Escrito por Zurumbática

A todos los que alguna vez consideré una historia en mi vida, les escribí una carta. Al primero fueron cuadernos y cuadernos de escritos diarios con uno solo destinatario. Típico de amores platónicos. De cuándo lo veía pasar en el colegio, de cuándo lo miraba desde la ventana, de cuándo escuchaba su voz ronca desde lejos, de las conversaciones en Messenger, de mi fallida declaración en la entrada, de los imaginarios coqueteos virtuales y presentes, del adiós y de cómo la vida volvería a juntarnos a mí y a él después de muchos años.

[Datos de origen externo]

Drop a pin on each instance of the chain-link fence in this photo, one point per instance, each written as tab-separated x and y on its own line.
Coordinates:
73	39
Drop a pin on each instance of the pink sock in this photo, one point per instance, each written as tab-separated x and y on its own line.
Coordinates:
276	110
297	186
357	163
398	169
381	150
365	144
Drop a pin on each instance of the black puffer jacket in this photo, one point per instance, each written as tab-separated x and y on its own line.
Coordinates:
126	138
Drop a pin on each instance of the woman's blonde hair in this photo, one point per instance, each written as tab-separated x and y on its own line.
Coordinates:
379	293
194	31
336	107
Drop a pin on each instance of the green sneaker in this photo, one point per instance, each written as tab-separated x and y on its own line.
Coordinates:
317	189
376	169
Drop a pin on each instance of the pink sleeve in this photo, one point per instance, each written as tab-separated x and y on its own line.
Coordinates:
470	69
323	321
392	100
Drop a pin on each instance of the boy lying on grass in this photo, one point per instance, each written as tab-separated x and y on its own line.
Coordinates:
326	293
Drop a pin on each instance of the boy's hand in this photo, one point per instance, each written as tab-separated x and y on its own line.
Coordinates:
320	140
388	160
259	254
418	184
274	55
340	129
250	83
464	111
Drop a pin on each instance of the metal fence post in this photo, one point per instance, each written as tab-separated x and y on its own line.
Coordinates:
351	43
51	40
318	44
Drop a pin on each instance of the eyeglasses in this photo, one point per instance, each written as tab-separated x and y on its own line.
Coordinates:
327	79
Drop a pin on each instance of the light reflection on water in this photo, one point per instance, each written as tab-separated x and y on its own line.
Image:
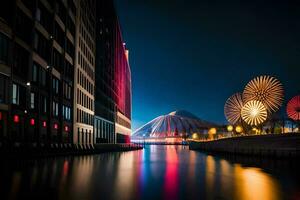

Al segundo le escribí sagradamente para los cumpleaños, los aniversarios, las navidades que pasamos juntos y un año después del término de nuestra relación. Desde ahí, aunque a veces hubo palabras por decir, no escribí más. Hasta ti, creo (¿es esto una carta?). Al cual por primera vez, después de dos años desde que te conocí y me gustaste, te escribo. Y no es que no fueras importante, pero es que si te escribía, te hacía real y te ponía en el mismo cajón que los otros. Y es que esta es mi manera personal (¿mi registro?) de aceptar que tú también fuiste uno de mis amores. Y no quería. ¿Sabes por qué? porque me rehusaba a creer que lo que vivimos fue amor.

[bctt tweet=”Contigo me convertí en esas que miraba durante horas las aplicaciones del celular esperando respuesta”]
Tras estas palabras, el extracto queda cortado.